Municipio inició investigación para determinar responsabilidad por corte del Jacarandá
El corte del hermoso Jacarandá que se ubicaba en Bvar Artigas y Sarandí generó gran indignación en la población. El Alcalde Luis Irigoin dijo que no había orden de cortar el añejo árbol y ordenó una investigación administrativa
Desde hace algunas semanas el equipo del sector Eléctrico de la Intendencia de Tacuarembó viene parando las columnas del nuevo alumbrado público de Bvar. Artigas, ya había hecho la primera cuadra entre Berrutti y Sarandí, y se disponía a continuar el trabajo en el cantero frente a Plaza Artigas, allí se topo con el Jacarandá el cual dificultaba la difícil tarea que significa lidiar con las pesadas columnas de 12 metros de largo.
Es en este punto que alguien, no se sabe quien, hasta el momento, ordenó cortar el árbol, decisión que tomo por sorpresa al propio Alcalde Luis Irigon y los Director General de Servicio Wilson Malceñido, quienes no estaban en conocimiento del hecho.
Las redes sociales explotaron con comentarios que reflejan el malestar que causo la infortunada decisión de talar un árbol que no solo daba una hermosa sombra sino que coloreaba de violeta con sus flores el paisaje.
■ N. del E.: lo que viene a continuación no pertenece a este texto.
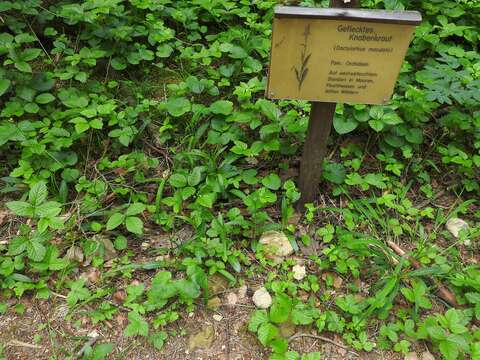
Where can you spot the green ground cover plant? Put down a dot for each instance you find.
(121, 119)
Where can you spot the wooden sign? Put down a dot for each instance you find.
(338, 55)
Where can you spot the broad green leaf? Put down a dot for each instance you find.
(304, 315)
(18, 245)
(21, 208)
(266, 333)
(187, 289)
(135, 209)
(36, 251)
(449, 350)
(44, 98)
(114, 221)
(38, 193)
(134, 225)
(30, 54)
(344, 124)
(136, 325)
(23, 66)
(269, 109)
(195, 176)
(376, 125)
(223, 107)
(178, 180)
(4, 85)
(281, 308)
(48, 209)
(178, 106)
(272, 181)
(207, 200)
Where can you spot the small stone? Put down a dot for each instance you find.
(411, 356)
(262, 299)
(276, 244)
(203, 339)
(426, 355)
(232, 299)
(455, 225)
(299, 272)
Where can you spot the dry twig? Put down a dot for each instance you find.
(323, 338)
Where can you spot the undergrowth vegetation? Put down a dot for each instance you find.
(124, 121)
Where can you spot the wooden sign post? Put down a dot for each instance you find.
(334, 55)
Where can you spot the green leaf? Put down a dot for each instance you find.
(4, 85)
(281, 308)
(135, 209)
(207, 200)
(136, 326)
(392, 118)
(30, 54)
(449, 350)
(48, 209)
(414, 136)
(269, 109)
(21, 208)
(303, 314)
(44, 98)
(376, 112)
(187, 289)
(266, 333)
(114, 221)
(178, 106)
(134, 225)
(195, 176)
(18, 245)
(376, 125)
(344, 124)
(36, 251)
(38, 193)
(178, 180)
(272, 181)
(23, 66)
(73, 98)
(223, 107)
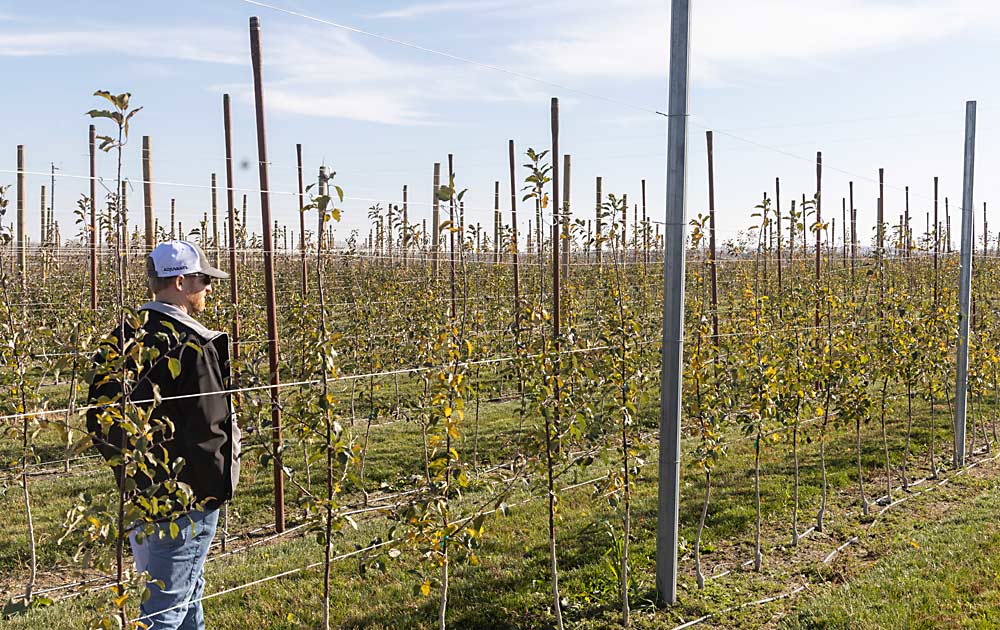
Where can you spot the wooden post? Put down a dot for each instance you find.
(272, 319)
(147, 194)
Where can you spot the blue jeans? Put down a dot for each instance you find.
(180, 564)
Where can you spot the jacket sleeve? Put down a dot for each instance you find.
(200, 416)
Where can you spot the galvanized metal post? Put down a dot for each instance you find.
(673, 307)
(965, 285)
(272, 318)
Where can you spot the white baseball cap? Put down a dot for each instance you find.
(180, 258)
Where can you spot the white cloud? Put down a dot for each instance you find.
(310, 70)
(209, 45)
(432, 8)
(629, 38)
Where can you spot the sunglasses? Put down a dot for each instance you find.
(205, 279)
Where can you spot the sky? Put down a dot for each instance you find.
(870, 83)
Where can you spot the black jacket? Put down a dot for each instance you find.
(205, 433)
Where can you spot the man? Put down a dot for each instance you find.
(195, 446)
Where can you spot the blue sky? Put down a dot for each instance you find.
(871, 83)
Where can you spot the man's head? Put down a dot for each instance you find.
(179, 273)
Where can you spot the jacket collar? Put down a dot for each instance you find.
(182, 317)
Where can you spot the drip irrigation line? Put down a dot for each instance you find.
(305, 383)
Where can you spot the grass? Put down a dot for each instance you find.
(943, 573)
(510, 587)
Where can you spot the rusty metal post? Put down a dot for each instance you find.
(713, 271)
(272, 318)
(513, 240)
(21, 246)
(147, 194)
(93, 217)
(302, 223)
(436, 222)
(567, 215)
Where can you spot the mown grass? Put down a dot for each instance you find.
(510, 587)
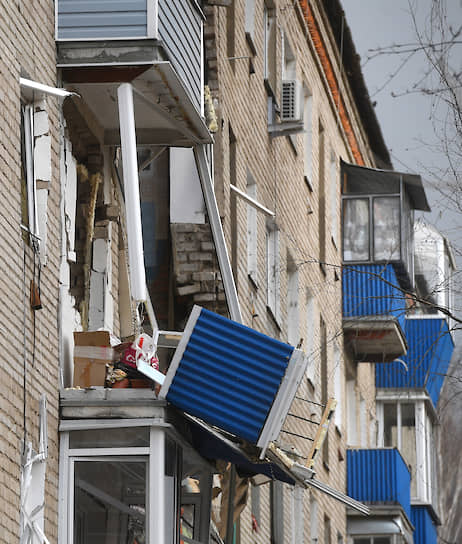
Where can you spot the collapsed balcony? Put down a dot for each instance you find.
(157, 46)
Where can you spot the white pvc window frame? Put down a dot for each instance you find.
(155, 459)
(424, 469)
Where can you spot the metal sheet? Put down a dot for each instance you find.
(226, 374)
(428, 357)
(97, 19)
(368, 290)
(180, 29)
(380, 476)
(425, 530)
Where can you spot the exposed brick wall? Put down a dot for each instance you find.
(195, 267)
(26, 48)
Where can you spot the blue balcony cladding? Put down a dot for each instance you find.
(368, 290)
(379, 476)
(424, 528)
(229, 375)
(430, 348)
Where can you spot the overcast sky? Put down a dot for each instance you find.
(406, 120)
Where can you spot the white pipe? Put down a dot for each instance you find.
(132, 192)
(156, 508)
(45, 88)
(254, 203)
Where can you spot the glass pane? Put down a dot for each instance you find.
(110, 501)
(382, 540)
(356, 229)
(129, 437)
(408, 442)
(387, 244)
(390, 427)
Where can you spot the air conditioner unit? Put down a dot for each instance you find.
(291, 103)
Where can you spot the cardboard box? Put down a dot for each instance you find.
(92, 351)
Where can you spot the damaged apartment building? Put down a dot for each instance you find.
(195, 192)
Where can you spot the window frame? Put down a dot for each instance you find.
(425, 473)
(158, 435)
(403, 240)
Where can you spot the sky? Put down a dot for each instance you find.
(407, 118)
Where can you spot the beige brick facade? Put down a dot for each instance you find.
(277, 167)
(307, 304)
(29, 341)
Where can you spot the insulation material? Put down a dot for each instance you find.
(33, 486)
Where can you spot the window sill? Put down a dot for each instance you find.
(253, 281)
(308, 183)
(250, 43)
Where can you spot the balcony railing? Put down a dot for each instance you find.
(427, 360)
(379, 476)
(373, 312)
(424, 526)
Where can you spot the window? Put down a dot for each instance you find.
(250, 24)
(269, 50)
(333, 200)
(36, 169)
(273, 272)
(371, 229)
(252, 230)
(307, 136)
(293, 317)
(30, 217)
(407, 426)
(373, 540)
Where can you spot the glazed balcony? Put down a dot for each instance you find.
(154, 44)
(373, 313)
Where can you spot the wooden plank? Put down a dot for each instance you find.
(321, 432)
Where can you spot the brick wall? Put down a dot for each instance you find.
(277, 166)
(26, 48)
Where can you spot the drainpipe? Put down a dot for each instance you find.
(131, 191)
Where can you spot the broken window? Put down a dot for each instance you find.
(114, 486)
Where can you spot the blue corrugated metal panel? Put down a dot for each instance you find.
(424, 528)
(368, 290)
(379, 475)
(428, 357)
(180, 29)
(99, 19)
(229, 375)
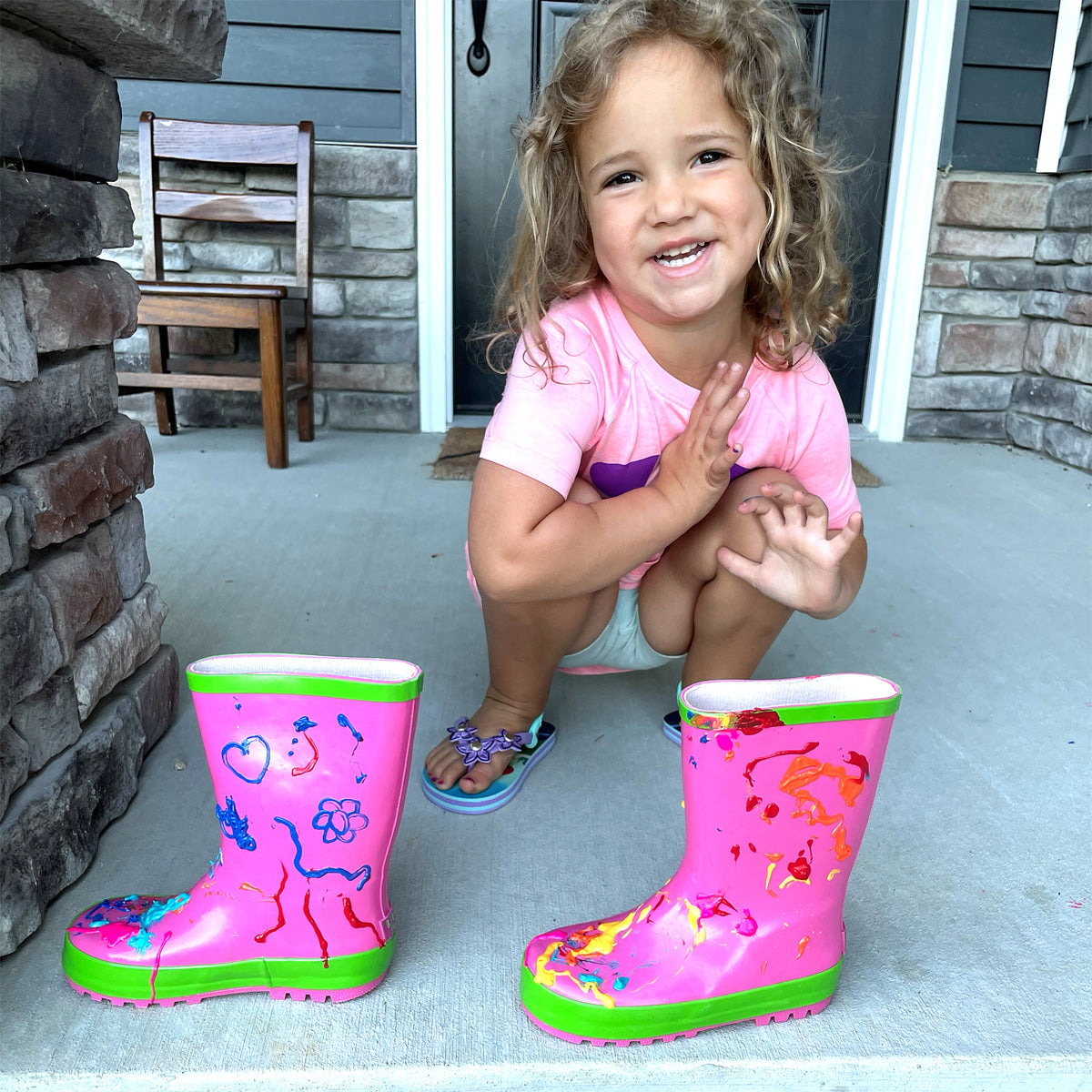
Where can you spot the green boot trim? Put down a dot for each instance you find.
(626, 1022)
(175, 983)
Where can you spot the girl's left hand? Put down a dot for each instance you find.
(804, 565)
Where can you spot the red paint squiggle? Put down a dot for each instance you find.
(260, 938)
(358, 924)
(318, 932)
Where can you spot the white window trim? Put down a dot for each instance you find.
(435, 214)
(1053, 135)
(918, 123)
(920, 118)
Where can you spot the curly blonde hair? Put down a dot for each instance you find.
(798, 288)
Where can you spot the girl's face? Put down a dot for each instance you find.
(676, 217)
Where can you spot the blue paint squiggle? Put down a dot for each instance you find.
(311, 874)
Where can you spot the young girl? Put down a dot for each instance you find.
(667, 474)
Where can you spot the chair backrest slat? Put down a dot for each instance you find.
(223, 142)
(236, 207)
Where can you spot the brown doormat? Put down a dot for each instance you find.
(459, 454)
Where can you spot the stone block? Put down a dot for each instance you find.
(1082, 409)
(75, 306)
(956, 426)
(1071, 205)
(200, 341)
(960, 392)
(1059, 349)
(1044, 305)
(59, 113)
(1025, 431)
(329, 298)
(176, 258)
(1079, 278)
(996, 203)
(239, 257)
(126, 525)
(947, 274)
(1068, 445)
(355, 170)
(390, 341)
(927, 343)
(391, 378)
(355, 262)
(991, 305)
(1079, 310)
(1057, 247)
(86, 480)
(50, 831)
(30, 652)
(75, 392)
(383, 298)
(329, 222)
(1005, 276)
(80, 580)
(49, 218)
(964, 241)
(154, 687)
(19, 356)
(48, 721)
(147, 39)
(353, 410)
(118, 649)
(983, 347)
(381, 225)
(17, 527)
(15, 767)
(1044, 397)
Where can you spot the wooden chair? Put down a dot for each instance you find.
(273, 310)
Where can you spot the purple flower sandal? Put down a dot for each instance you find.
(530, 748)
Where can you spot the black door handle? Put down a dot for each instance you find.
(478, 56)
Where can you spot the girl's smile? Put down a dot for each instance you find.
(675, 214)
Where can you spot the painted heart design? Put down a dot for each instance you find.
(248, 759)
(612, 480)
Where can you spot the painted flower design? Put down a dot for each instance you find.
(339, 820)
(751, 722)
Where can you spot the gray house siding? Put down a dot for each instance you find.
(349, 66)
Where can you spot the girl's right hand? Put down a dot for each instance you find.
(696, 467)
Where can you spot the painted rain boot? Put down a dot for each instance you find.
(309, 758)
(778, 778)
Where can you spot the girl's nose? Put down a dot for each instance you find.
(671, 201)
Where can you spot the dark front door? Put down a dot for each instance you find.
(855, 48)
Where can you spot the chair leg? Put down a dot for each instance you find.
(305, 407)
(164, 399)
(271, 339)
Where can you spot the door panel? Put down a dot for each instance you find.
(854, 47)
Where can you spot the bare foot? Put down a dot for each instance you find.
(445, 765)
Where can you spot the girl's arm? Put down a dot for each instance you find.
(529, 543)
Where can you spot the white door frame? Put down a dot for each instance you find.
(920, 116)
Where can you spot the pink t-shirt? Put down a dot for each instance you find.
(610, 410)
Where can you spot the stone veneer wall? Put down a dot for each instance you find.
(86, 686)
(1004, 348)
(365, 306)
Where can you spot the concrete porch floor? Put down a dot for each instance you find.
(969, 915)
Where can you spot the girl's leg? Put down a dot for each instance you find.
(525, 642)
(691, 604)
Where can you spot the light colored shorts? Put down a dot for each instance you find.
(622, 647)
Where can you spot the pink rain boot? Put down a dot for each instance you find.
(309, 758)
(779, 778)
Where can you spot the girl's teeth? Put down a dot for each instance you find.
(682, 256)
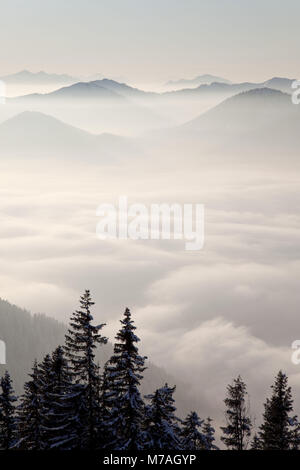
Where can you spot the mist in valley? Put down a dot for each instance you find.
(206, 315)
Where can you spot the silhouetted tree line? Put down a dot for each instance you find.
(68, 403)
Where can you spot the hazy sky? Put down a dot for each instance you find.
(155, 40)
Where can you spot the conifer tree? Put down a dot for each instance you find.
(61, 423)
(256, 443)
(7, 413)
(191, 436)
(123, 375)
(29, 414)
(163, 431)
(279, 430)
(238, 430)
(81, 341)
(209, 435)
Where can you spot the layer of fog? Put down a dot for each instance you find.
(206, 316)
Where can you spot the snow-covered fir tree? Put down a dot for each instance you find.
(7, 413)
(123, 376)
(29, 414)
(61, 424)
(279, 430)
(237, 432)
(81, 341)
(256, 443)
(192, 437)
(162, 425)
(209, 435)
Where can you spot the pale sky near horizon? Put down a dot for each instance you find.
(152, 41)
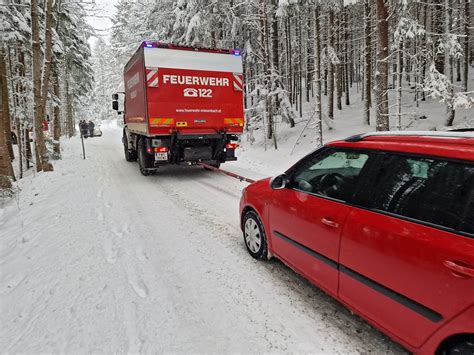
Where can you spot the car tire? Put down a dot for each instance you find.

También los comentarios apuntaron a la gran carencia de árboles que tiene la ciudad, donde por la composición del terreno basáltico es difícil que crezcan arboles que ofrezcan sombra durante el verano y si crecen es porque les ha dado cuidado muy especial.
A modo de ejemplo en el Paseo del Ferrocarril donde se plantaron Lapachos, que viene creciendo en muy buena forma, para sortear la dificultad del suelo rocoso debieron hacer fosas profundas y amplias, las cuales se rellenaron con tierra abonada para luego plantar el ejemplar, de no ser así, la raíces chocan con la piedras y el árbol generalmente no progresa.
Muchos vecinos hicieron referencia a la arbolada ciudad de Durazno donde es un placer caminar en verano protegidos por los añejos Plátanos, los cuales no dejan de ocasionar problemas de salud con sus flores y también edilicios con sus raíces, pero a nadie se le ocurre cortarlos.
Otros aprovecharon para reclamar por Plaza Artigas, cada vez más desnuda de árboles.
La tala del Jacarandá puso sobre la mesa, la carencia que tiene Paso de los Toros de árboles en su ornato público, basta con salir a caminar por las calles isabelinas para darse cuenta que son poca las cuadras sombreadas y que es necesario un plan de forestación de la ciudad que involucre a la comunidad en su conjunto.